The Holocaust Historiography Project

Fact File 2 — The ‘Hitler Order’

Note: The fact file series is intended to present facts of history, free from the polemics and misinformation so often presented in this medium. Hopefully the facts contained herein will serve the cause of truth in history.

The essence of Fact File no. 2 is that no order for the extermination of the Jews written or authorized by Adolf Hitler has ever been discovered. The result of this situation is that many historians presume that the order was transmitted orally. For this, there is also no proof. The syllogism utilized is:

Major premise:
The extermination of the Jews occured.
Minor premise:
Within the Nazi form of government, the extermination of the Jews could not have occurred without Hitler’s authorization.
Conclusion:
Hitler ordered the extermination of the Jews. Since Historians and researchers have yet to unearth such an order the 'oral order'; has become a necessary part of the story. It should be unnecessary to stress that the conclusion of this logical form is invalid if either the major or minor premise is untrue.

“The Führer Order on the Final Solution apparently was never committed to paper — at least no copy of it has yet been unearthed in the captured Nazi documents.”

William Shirer, The Rise and Fall of the Third Reich (New York: Fawcett Crest, 1960), p.1256.

“For the want of hard evidence — and in 1977 I offered, around the world, a thousand pounds to any person who could produce even one wartime document showing explicitly that Hitler knew, for example, of Auschwitz. My critics resorted to arguments ranging from the subtle to the sledgehammer (in one instance, literally). They postulated the existence of Fuehrer orders without the slightest written evidence of their existence … Of explicit, written, wartime evidence, the kind of evidence that could hang a man, they have produced not one line.”

David Irving, Hitler’s War (London: Focal Point, 1991), pp.19-20.

“To the present day a written order by Hitler regarding the destruction of the European Jewish community has not been found, and, in all probability, this order was never given.”

Walter Laqueur, Was niemand wissen wollte: Die Unterdruckung der Nachrichten uber Hitlers Endlösung (What Nobody Wanted to Know: The Suppression of News About Hitler’s “Final Solution"), (Berlin-Vienna, 1981), p.190.

“For in the table talk, the speeches, the documents or the recollections of participants from all those years not a single concrete reference of [Hitler's] to the practice of annihilation has come down to us.
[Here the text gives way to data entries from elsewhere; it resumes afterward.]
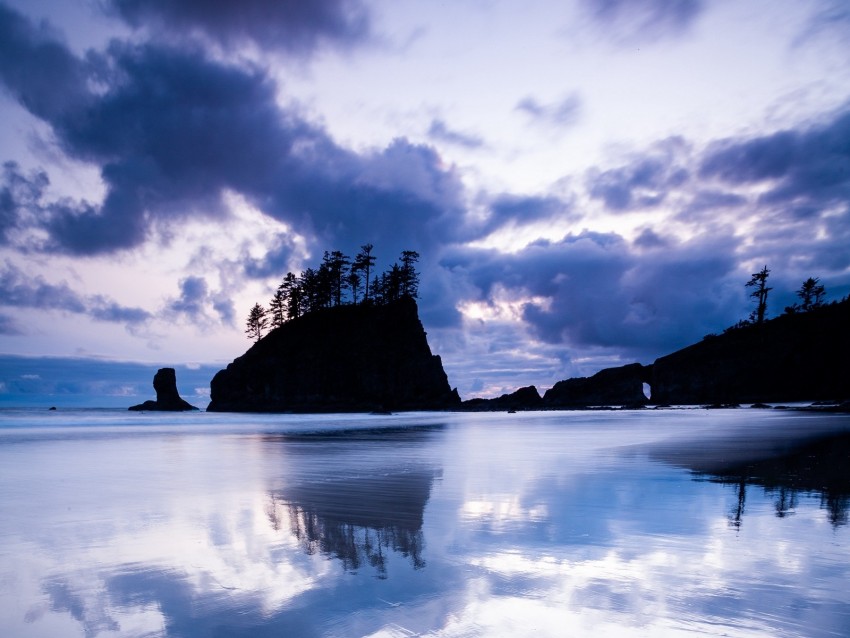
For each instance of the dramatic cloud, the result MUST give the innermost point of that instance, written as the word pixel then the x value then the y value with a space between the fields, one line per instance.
pixel 8 326
pixel 196 301
pixel 37 68
pixel 18 290
pixel 598 291
pixel 440 132
pixel 173 129
pixel 20 196
pixel 67 381
pixel 559 114
pixel 642 183
pixel 806 172
pixel 291 26
pixel 644 19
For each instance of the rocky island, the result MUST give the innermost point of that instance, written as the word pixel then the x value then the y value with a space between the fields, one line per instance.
pixel 798 356
pixel 167 397
pixel 347 358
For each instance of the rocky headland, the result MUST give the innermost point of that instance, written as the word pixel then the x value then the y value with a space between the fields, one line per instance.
pixel 349 358
pixel 796 357
pixel 167 397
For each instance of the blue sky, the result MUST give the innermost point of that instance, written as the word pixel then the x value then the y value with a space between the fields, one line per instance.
pixel 589 183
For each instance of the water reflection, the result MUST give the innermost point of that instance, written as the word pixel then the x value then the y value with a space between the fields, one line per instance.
pixel 534 524
pixel 783 463
pixel 357 520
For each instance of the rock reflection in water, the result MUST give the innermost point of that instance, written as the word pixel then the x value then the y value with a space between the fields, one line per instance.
pixel 784 465
pixel 357 520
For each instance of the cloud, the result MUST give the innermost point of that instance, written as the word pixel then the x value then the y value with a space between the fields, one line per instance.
pixel 291 26
pixel 440 132
pixel 645 181
pixel 18 290
pixel 196 302
pixel 37 68
pixel 595 290
pixel 559 114
pixel 803 173
pixel 19 195
pixel 94 382
pixel 172 130
pixel 644 20
pixel 9 326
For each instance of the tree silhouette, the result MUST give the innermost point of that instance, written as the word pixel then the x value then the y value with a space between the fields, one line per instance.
pixel 277 307
pixel 353 282
pixel 292 294
pixel 256 323
pixel 811 294
pixel 336 265
pixel 409 277
pixel 326 286
pixel 759 282
pixel 365 260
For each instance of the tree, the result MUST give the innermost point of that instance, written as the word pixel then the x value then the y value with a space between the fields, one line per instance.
pixel 811 294
pixel 409 283
pixel 353 281
pixel 336 265
pixel 256 323
pixel 365 260
pixel 759 282
pixel 292 293
pixel 277 307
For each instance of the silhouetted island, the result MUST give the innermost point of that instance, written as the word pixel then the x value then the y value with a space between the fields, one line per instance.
pixel 346 358
pixel 167 397
pixel 798 356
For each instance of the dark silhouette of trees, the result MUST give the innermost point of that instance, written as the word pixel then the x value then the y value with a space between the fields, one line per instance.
pixel 409 276
pixel 336 266
pixel 335 282
pixel 292 294
pixel 759 282
pixel 257 322
pixel 364 261
pixel 277 308
pixel 811 294
pixel 353 281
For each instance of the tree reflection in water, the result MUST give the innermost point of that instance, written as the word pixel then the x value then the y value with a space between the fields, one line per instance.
pixel 784 466
pixel 357 520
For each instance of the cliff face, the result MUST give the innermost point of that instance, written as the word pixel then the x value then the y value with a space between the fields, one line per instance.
pixel 799 357
pixel 348 358
pixel 613 386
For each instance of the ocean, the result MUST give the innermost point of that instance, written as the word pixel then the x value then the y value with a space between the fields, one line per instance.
pixel 675 522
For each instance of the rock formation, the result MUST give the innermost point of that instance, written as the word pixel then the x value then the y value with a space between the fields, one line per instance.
pixel 621 386
pixel 341 359
pixel 796 357
pixel 527 398
pixel 167 397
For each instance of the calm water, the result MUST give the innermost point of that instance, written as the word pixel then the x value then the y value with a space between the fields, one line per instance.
pixel 652 523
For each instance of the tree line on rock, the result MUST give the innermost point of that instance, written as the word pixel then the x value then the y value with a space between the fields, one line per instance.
pixel 812 295
pixel 338 280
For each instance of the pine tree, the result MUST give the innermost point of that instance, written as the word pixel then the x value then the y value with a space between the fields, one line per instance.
pixel 811 294
pixel 256 323
pixel 759 282
pixel 365 260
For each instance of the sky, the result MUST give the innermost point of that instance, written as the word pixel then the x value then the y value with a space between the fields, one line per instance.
pixel 589 183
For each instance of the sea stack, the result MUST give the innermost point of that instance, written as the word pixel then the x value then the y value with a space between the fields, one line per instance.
pixel 356 358
pixel 167 397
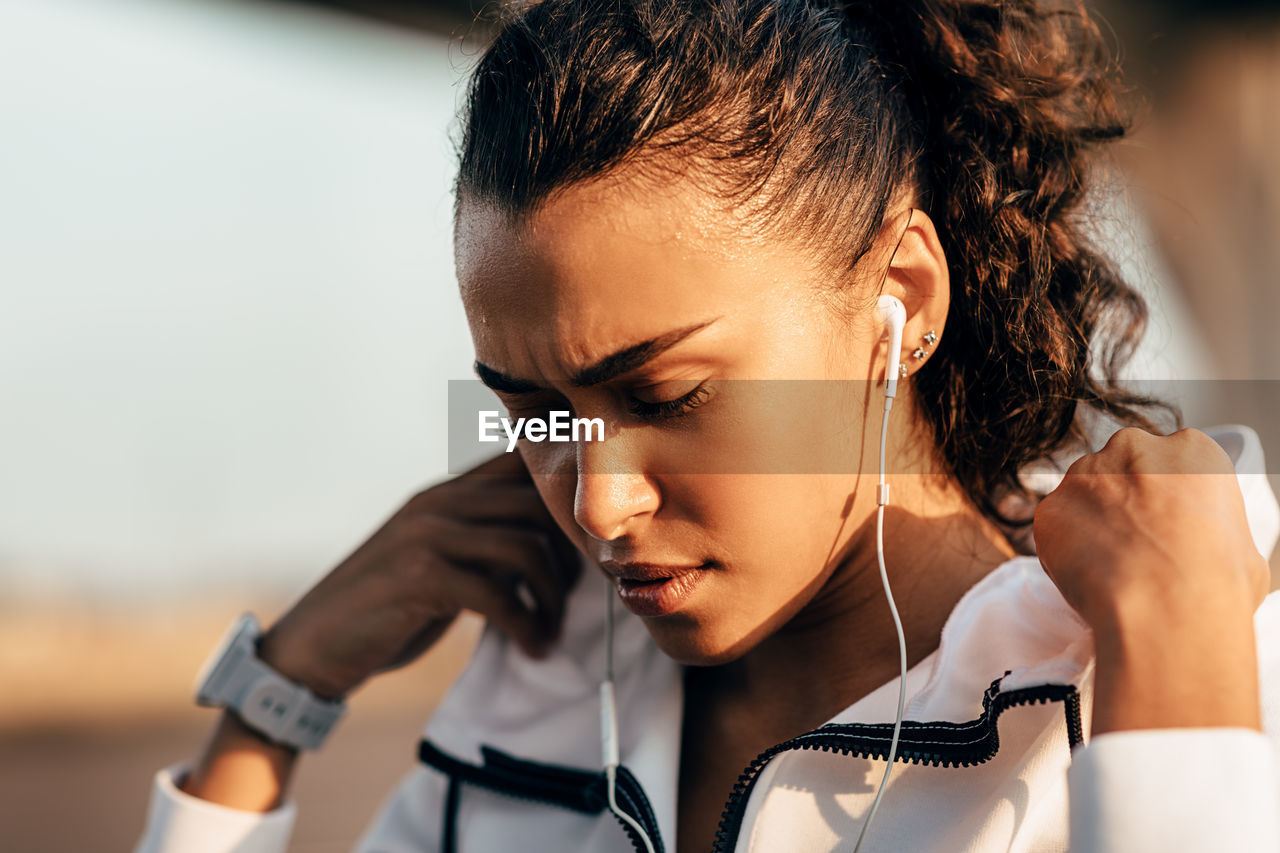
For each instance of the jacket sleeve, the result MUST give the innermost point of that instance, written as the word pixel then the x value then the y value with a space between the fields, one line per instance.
pixel 1192 789
pixel 178 822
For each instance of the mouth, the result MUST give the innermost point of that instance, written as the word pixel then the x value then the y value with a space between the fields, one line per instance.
pixel 650 589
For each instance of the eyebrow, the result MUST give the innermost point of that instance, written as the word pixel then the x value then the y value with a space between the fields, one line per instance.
pixel 608 368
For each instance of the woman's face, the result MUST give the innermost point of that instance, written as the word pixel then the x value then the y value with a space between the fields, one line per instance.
pixel 744 496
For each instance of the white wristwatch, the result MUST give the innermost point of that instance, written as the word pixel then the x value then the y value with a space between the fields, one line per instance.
pixel 284 712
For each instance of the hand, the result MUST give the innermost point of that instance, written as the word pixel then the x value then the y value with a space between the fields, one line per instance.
pixel 467 543
pixel 1148 541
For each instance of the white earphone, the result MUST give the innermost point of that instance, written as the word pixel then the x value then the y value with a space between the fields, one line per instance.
pixel 894 314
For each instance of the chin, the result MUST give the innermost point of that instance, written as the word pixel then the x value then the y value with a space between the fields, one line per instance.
pixel 696 644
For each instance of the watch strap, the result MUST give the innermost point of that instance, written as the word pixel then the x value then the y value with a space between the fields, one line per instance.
pixel 284 712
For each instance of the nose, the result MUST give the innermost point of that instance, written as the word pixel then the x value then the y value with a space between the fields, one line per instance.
pixel 612 492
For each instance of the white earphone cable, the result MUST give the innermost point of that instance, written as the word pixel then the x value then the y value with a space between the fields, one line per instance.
pixel 882 500
pixel 609 724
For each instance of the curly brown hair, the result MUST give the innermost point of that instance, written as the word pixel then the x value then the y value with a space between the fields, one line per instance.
pixel 822 113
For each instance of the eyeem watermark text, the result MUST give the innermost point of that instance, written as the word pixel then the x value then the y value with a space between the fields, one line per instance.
pixel 558 428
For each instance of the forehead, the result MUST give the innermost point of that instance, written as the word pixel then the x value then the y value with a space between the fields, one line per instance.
pixel 611 263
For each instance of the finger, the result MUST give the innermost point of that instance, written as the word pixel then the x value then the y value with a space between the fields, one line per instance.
pixel 513 553
pixel 513 505
pixel 501 606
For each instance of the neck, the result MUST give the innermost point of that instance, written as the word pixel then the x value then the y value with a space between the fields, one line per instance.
pixel 845 633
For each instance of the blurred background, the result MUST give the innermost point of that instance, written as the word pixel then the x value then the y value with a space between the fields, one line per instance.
pixel 228 315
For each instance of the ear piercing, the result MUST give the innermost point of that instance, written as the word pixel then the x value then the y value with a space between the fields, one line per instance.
pixel 919 352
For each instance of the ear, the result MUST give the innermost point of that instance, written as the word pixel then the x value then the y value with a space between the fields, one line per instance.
pixel 918 276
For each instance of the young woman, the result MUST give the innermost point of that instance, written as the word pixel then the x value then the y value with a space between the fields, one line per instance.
pixel 681 218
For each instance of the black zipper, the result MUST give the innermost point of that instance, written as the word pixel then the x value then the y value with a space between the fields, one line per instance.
pixel 570 788
pixel 949 744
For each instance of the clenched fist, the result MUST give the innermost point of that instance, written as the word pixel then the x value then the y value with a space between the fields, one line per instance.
pixel 1148 541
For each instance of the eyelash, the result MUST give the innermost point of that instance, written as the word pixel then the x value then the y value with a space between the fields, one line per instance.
pixel 645 410
pixel 670 409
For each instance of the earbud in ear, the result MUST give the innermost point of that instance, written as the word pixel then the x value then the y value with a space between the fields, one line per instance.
pixel 894 314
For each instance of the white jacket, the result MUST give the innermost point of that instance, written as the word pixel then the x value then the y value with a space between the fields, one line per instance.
pixel 995 755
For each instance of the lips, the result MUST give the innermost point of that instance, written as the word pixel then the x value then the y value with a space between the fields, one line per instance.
pixel 645 570
pixel 654 589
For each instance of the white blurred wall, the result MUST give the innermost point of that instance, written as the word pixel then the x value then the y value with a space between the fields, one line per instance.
pixel 228 309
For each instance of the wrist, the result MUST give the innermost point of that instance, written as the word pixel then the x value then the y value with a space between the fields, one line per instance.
pixel 1160 666
pixel 240 769
pixel 293 661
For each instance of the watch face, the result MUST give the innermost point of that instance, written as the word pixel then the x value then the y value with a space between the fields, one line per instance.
pixel 243 626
When we consider that he ordinarily transformed everything that preoccupied him into rampant speechmaking, that he never concealed his radicalism, his vulgarity, his readiness to go to extremes, this silence about the central concern of his life- involving, as it did in his mind, the salvation of the world — seems all the stranger.”

Joachim C. Fest, Hitler (New York: Vintage Books, 1975), p.681.

“There does not exist then, anything like a written order signed by [Hitler] for the extermination of the Jews in Europe.”

Colin Cross, Adolf Hitler, (Milan, 1977), p.313.

“… The New York Times’ … editorial (December 2, 1942) claimed that ‘Of Germany’s 200,000 Jews in 1939 all but 40,000 have been deported or have perished,’ while going on to assert that ’according to evidence in the hands of the [U.S.] State Department, an order of Adolf Hitler demanding the extermination of all Jews in all territories controlled by Germany’ was known to exist. Researchers nearly 40 years later were still searching for that order, or information leading to anyone who might have ever seen it at any time.”

James J. Martin, The Man who invented 'Genocide': The Public Career and Consequences of Raphael Lemkin (Torrance: Institute for Historical Review, 1984), p.40.

“No written document containing or reporting an explicit command to exterminate the Jews has come to light thus far.”

Arno J. Mayer, Why did the Heavens not Darken?: The 'Final Solution' in History (New York: Pantheon Books, 1990), p.235.

“There is a question of how we understand the word 'order' and this is a case where I think we have deepened our understanding, that we have tried to deal with the concept, what does it mean for there to be a Hitler order, a so-called Führer Befehl?… I have, myself, proposed that we have to look at it in terms of a series of signals or incitements, that these are not necessarily explicit, exact, precise orders, but a conveying to subordinates of his hope that they will now move on to a newer stage or to do something more radical, that we are talking about in terms of a Hitler order, a rather amorphous process.”

Christopher Browning, quoted in Barbara Kulaszka, ed., Did Six Million Really Die?: Report of the Evidence in the Canadian 'False News' Trial of Ernst Zuendel — 1988, (Toronto: Samisdat Publishers, 1992), p.104.

“No written order by Hitler for the extermination of the Jews has been discovered and the evidence of an oral order is only indirect. The chronology of the development of the extermination programme is also confused.”

J. Noakes and G. Pridham, eds., Nazism: A History in Documents and Eyewitness accounts 1919-1945 — Vol. 2, (New York: Schocken Books, 1988), p.1136.